Si la mirada de la fe, sin apartarse de la historia del pueblo de Dios, se vuelve hacia la realidad personal, hacia el mundo interior del creyente, ese mundo que sólo Dios sondea y conoce, también ahí encontraremos ocasión de asombro, de entrega, de obediencia a Aquel que nos sobrepasa con la grandeza de sus incomparables designios: “Si me pongo a contarlos, son más que arena; si los doy por terminados, aún me quedas tú” (Sal 138,18).

 

Contemplando, aprendemos tu voluntad

Contemplando aprendemos a reconocer tu grandeza, a contar tu fidelidad y tu salvación, a proclamar tu misericordia y tu lealtad.
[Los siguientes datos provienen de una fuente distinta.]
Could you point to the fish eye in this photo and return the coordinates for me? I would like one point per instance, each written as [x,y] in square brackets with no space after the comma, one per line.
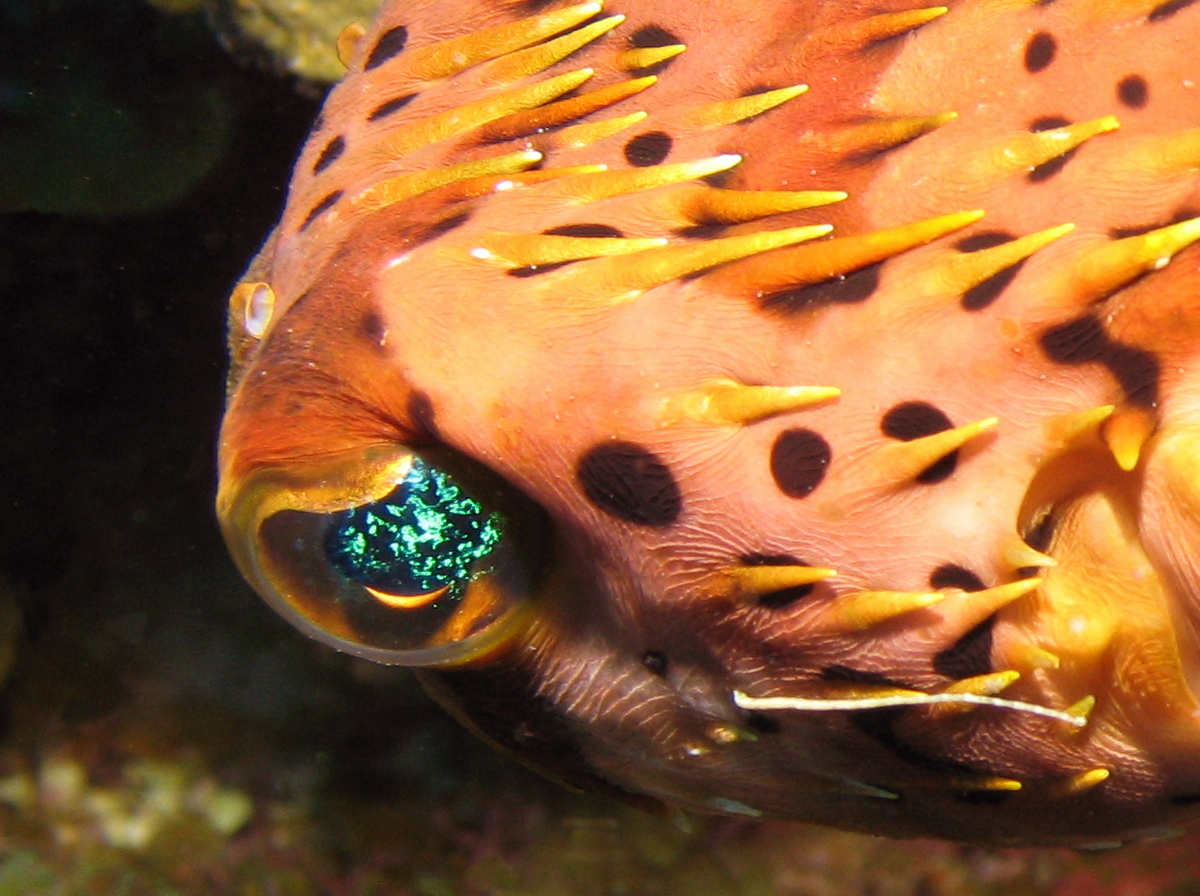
[430,560]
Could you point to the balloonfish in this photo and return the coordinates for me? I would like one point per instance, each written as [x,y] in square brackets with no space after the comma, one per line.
[762,408]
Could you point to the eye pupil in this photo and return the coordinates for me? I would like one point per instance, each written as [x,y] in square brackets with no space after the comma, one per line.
[426,535]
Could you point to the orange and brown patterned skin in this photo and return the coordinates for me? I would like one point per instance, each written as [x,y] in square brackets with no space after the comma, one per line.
[894,527]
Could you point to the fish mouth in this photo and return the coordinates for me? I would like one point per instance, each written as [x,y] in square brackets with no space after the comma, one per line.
[385,554]
[1115,620]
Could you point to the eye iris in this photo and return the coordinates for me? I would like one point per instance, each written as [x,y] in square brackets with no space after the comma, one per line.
[426,535]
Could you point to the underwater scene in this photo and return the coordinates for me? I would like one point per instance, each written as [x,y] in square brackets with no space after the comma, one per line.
[167,731]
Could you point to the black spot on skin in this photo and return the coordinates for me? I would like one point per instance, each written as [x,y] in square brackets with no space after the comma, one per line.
[784,596]
[1133,91]
[655,661]
[421,414]
[915,420]
[798,462]
[1048,122]
[333,151]
[588,230]
[324,205]
[982,240]
[1084,341]
[1164,11]
[983,798]
[855,287]
[653,36]
[389,46]
[1048,169]
[983,294]
[502,702]
[953,576]
[1038,537]
[971,655]
[648,149]
[846,673]
[629,482]
[1079,341]
[372,329]
[390,107]
[1039,52]
[1138,372]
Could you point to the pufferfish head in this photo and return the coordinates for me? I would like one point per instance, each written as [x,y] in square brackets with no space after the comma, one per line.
[789,410]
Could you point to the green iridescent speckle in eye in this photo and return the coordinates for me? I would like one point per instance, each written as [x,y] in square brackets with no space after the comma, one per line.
[426,535]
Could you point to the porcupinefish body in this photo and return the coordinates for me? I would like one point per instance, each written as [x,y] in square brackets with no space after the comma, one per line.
[779,409]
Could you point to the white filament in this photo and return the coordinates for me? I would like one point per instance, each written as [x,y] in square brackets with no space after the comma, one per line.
[816,704]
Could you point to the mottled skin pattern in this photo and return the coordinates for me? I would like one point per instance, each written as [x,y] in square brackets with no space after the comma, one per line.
[1045,551]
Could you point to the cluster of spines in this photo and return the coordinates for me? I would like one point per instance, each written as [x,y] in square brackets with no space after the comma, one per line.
[771,264]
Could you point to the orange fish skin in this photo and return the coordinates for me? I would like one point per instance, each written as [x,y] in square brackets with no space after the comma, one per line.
[833,370]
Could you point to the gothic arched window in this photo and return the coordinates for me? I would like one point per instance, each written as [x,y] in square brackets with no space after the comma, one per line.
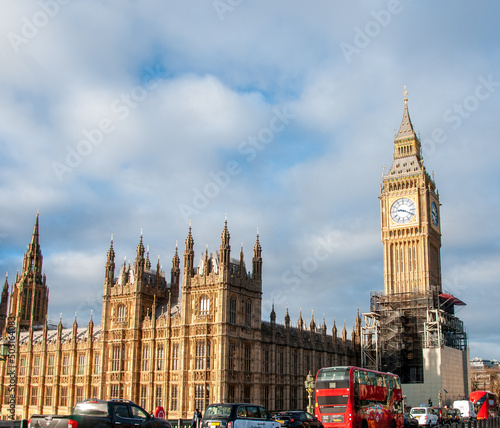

Contemplando, aprendemos lo que eres y lo que quieres, porque sólo quieres lo que eres: eres amor, das amor, pides que amemos.

Nos abriste el oído para que escuchemos, y con la fe nos diste la luz para que te contemplemos y conozcamos que tu ley es el amor. Entonces, desde el corazón de cada uno de tus hijos, la fe va diciendo: “Aquí estoy para hacer tu voluntad.  Dios mío, lo quiero, y llevo tu ley en mis entrañas” (Sal 39,8-9).

Contemplando, aprendemos a amar, aprendemos a ser hijos de nuestro Padre del cielo, aprendemos a permanecer en Cristo Jesús, aprendemos a movernos al aire del Espíritu de Dios. Contemplando, aprendemos a decir: Hágase tu voluntad.

Queridas hermanas y hermanos contemplativos: ¡Cuántas maravillas ha hecho el Señor nuestro Dios!, ¡cuántos planes a favor nuestro! Unos a otros nos hemos de ayudar para que todos podamos conocer el Amor del que venimos, el Amor al que vamos, el amor que es nuestra vocación. En ese camino, nos precedéis, desde vuestra vida nos animáis a todos, con vuestra caridad nos fortalecéis, con vuestra oración nos acompañáis.

Contad con el agradecimiento y el cariño de esta Iglesia diocesana, que se une a vuestra oración a Dios Padre por Jesucristo en el Espíritu. En comunión de fe y vida, os envío un cordial saludo con mi bendición.

 

+ Francisco José Prieto Fernández,
Arzobispo de Santiago de Compostela.